My first official venture into the world of data pipelines and ML Ops
I have recently been setting up my first ML Ops infrastructure. The space is a bit of a minefield, with so many components including data pipeline tools, feature stores, model registries, model serving tools, data monitoring and more.
🤯
You have to start somewhere and after doing a bit of thinking and planning, I decided starting with a solid data pipeline tool would be a good place to start. The space is a bit scattered right now. I am sure it will look very different in a couple of years time, but one of the more modern tools that seems to be getting tracking is Dagster.
Here are some gotchas that I had to deal with when setting up Dagster for the first time. I think I am mostly writing them here so I can refer back to them if I need to setup Dagster again one day!
Disclaimer: I am no infrastructure or data engineer expert. So there is a very good chance that (1) my points below are super obvious to you, and (2) there are much easier ways of achieving the same thing. If so, drop me a line and let me know! 🤗
Bloody loving Dagster. Highly recommended. The documentation is a bit lacking as they are moving pretty quickly and the open source deployment guide could do with a bit of TLC, but I am impressed so far.
Unsurprisingly, the Dagster team are putting a fair bit of focus on encouraging you to use their cloud offering, however, I didn't really have any budget for that, and so ended up going with the open source version, deployed using Helm to our Kubernetes cluster.
Although the Dagster documentation is OK, the product is moving super quickly and as such the documentation is always running behind the actual product. Moreover, the "deployment" section of the documentation is further lacking given that it completely independent of the Cloud offering.
It probably doesn't help that I am no Helm expert either 😆.

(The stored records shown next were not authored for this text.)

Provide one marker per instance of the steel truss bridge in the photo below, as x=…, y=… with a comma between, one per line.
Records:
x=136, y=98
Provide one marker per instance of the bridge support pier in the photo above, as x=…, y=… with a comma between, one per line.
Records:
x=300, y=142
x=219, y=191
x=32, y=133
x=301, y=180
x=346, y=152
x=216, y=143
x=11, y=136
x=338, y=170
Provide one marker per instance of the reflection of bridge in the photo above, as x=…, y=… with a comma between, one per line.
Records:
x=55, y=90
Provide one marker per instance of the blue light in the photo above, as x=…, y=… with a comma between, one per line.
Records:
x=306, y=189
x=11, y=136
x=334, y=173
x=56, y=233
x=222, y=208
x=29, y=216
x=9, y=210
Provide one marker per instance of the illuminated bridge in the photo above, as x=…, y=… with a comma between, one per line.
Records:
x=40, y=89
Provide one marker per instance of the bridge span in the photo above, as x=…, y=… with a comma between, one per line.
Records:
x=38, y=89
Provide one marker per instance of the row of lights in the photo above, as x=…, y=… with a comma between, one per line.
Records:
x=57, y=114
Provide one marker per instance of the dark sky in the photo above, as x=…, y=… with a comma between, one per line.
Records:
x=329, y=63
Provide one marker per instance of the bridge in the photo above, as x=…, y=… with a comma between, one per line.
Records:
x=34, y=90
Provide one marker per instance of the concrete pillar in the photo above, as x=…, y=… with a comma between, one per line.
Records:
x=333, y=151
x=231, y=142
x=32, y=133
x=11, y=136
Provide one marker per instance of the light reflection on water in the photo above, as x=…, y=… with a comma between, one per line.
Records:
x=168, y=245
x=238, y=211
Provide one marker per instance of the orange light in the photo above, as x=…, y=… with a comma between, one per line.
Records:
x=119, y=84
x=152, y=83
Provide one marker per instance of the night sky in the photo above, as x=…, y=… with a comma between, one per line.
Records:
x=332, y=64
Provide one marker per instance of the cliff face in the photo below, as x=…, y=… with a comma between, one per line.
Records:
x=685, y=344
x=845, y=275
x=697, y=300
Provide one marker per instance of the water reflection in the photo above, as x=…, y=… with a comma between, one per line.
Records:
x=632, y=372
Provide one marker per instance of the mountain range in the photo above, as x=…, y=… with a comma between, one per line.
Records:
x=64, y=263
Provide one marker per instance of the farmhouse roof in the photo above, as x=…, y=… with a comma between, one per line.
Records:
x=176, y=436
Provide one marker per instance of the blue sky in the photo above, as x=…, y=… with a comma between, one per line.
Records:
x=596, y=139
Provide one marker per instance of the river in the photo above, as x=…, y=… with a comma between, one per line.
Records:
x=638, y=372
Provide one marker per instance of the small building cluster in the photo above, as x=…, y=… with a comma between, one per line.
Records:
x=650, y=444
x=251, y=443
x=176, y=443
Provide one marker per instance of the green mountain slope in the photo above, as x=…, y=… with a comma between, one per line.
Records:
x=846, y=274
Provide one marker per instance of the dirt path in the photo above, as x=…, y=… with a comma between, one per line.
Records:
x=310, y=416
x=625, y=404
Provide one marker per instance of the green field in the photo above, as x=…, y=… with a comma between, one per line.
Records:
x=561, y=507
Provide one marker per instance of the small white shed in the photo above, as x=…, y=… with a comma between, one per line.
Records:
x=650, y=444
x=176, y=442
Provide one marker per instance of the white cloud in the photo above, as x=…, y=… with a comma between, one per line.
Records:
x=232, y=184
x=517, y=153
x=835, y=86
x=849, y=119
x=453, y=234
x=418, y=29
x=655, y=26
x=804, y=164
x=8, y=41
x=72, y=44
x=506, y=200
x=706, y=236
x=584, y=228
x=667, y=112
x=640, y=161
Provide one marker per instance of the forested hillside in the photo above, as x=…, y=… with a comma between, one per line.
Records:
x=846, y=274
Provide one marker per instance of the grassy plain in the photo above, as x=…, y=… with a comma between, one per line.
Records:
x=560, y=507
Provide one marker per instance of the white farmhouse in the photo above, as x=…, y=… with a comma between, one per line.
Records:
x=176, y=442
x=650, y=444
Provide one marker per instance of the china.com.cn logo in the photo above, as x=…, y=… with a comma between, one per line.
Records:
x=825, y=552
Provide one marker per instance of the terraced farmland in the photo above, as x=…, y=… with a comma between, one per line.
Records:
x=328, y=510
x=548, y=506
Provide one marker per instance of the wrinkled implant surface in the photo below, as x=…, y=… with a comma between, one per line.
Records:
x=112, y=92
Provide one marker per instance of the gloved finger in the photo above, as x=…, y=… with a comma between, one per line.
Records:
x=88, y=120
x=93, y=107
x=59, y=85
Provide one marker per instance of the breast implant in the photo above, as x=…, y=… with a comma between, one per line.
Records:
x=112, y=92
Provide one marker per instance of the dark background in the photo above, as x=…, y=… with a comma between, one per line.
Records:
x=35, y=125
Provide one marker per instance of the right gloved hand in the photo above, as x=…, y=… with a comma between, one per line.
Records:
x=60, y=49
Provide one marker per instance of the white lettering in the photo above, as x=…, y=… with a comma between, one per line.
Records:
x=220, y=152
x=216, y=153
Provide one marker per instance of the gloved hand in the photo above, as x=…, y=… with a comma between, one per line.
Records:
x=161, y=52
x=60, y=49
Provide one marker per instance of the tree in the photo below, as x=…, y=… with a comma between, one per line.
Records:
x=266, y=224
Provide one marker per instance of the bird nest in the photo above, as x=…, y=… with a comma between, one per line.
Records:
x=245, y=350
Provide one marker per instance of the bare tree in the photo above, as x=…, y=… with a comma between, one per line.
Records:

To specify the location for all your Dagster definitions, etc you need to specify dagsterApiGrpcArgs
in your values.yaml
file. using python modules seems to be the new done thing, but most of the guides example still reference loading definitions from a python file. Anyway, to use module based deployments your values.yaml
for your chart deployment should look like this:
dagsterApiGrpcArgs:
- "-m"
- "dagster_user_code"
where your Dockerfile will probably end with something like this
COPY dagster_user_code ./dagster_user_code
Important to note the arguments to dagsterApiGrpcArgs
are different to the command line arguments for dagster
, so watch out.
If you are like me, you are using some CI/CD tool to:
However, annoyingly the Helm chart Dagster provides does not give you a variable that you can use to set the image tag to look for, so instead you have to set this manually at the command line when you deploy your chart.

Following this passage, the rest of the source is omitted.